First, the easiest thing to answer: You return an empty array `if (endNum < startNum)` because, if that ever happens, the function is getting inputs that it can’t handle. So if you run rangeOfNumbers(2, 1), it’ll return an empty array because the first number has to be less than the second number.

As for what’s happening in the `else` block, that’s the recursion bit… you sort of keep looping through the function until startNum === endNum, then it returns the nums array.

Ya, I get that it’s to stop it and prevent a stack overflow. Just not sure why we return an empty array and not something else or nothing.

And ya, I get what’s going on in the else block in general. I’m just trying to understand it more in depth.

Remember, the function always has to return an array.

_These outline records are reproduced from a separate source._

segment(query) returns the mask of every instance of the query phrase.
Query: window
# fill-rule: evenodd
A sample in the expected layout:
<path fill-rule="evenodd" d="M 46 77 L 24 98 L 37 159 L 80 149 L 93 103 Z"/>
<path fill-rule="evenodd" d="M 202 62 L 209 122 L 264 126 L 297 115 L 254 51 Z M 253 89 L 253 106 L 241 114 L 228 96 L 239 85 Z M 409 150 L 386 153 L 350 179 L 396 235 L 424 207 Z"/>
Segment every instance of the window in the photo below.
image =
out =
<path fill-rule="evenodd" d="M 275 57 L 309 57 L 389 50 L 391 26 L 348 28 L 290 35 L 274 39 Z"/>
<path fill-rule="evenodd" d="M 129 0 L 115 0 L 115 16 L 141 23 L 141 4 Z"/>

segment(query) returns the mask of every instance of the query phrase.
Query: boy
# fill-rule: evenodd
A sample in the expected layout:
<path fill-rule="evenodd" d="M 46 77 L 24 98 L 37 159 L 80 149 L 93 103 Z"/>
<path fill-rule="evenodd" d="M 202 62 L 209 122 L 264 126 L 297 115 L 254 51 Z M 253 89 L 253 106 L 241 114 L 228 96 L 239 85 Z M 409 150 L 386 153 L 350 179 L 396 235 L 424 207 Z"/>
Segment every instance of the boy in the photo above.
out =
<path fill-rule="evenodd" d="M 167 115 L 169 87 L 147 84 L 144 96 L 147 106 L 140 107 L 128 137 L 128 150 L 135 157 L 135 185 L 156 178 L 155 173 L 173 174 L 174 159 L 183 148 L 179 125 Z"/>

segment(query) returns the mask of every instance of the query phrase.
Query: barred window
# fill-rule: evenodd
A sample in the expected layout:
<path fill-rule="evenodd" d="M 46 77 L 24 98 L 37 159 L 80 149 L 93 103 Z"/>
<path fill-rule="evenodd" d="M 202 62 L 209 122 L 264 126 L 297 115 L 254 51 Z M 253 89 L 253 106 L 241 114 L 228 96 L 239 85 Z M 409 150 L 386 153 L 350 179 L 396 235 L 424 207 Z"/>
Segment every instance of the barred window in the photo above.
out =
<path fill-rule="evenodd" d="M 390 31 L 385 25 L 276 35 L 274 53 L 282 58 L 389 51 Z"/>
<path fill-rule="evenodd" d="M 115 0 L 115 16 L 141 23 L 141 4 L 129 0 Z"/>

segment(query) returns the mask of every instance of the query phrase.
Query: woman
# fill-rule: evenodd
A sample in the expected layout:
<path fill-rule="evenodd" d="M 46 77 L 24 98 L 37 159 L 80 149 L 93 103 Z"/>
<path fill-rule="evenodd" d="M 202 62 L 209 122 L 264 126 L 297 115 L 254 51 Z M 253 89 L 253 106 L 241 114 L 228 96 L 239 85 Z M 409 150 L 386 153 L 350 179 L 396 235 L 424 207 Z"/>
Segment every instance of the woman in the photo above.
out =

Yeah, recursion is one of those things that’s both hard to understand and hard to explain. And I’m not particularly good with the concept myself.

But let me try explaining it a little bit better:

So lets say we pass the numbers 2 and 3 to the function like `rangeOfNumbers(2, 3)` (this is function call #1):

First, it will hit that `else` block. And the first line of the else block is `const nums = rangeOfNumbers(startNum, endNum - 1);` The program needs to resolve this before it can move forward to the `nums.push(endNum);` line.

So now we’re now resolving the function `rangeOfNumbers(2, 3 - 1)` (this is function call #2). Because 2 < 2 is false, we go to the `else` block again. So now we have to resolve `rangeOfNumbers(2, 2 - 1)` (this is function call #3) before we can move forward.

Finally, 2 < 1 is true, so we have an empty array `[]` as the return value from function call #3.

So in function call #2, `num = []`, then we can move to the `nums.push(endNum);` line. In function call #2 `endNum = 2`, so we push that onto num and we end up with  as the return value from function call #2.

So then function call #1 gets  as the value of `num`. In function call #1, `endNum = 3`. So we then push that onto the the num const.

So we end up with [2,3] as the final value of `num` which then gets returned from the original function call.

1 Like

Ya, I just don’t get why. I’m trying to fully understand what’s going on.

What do these two lines do?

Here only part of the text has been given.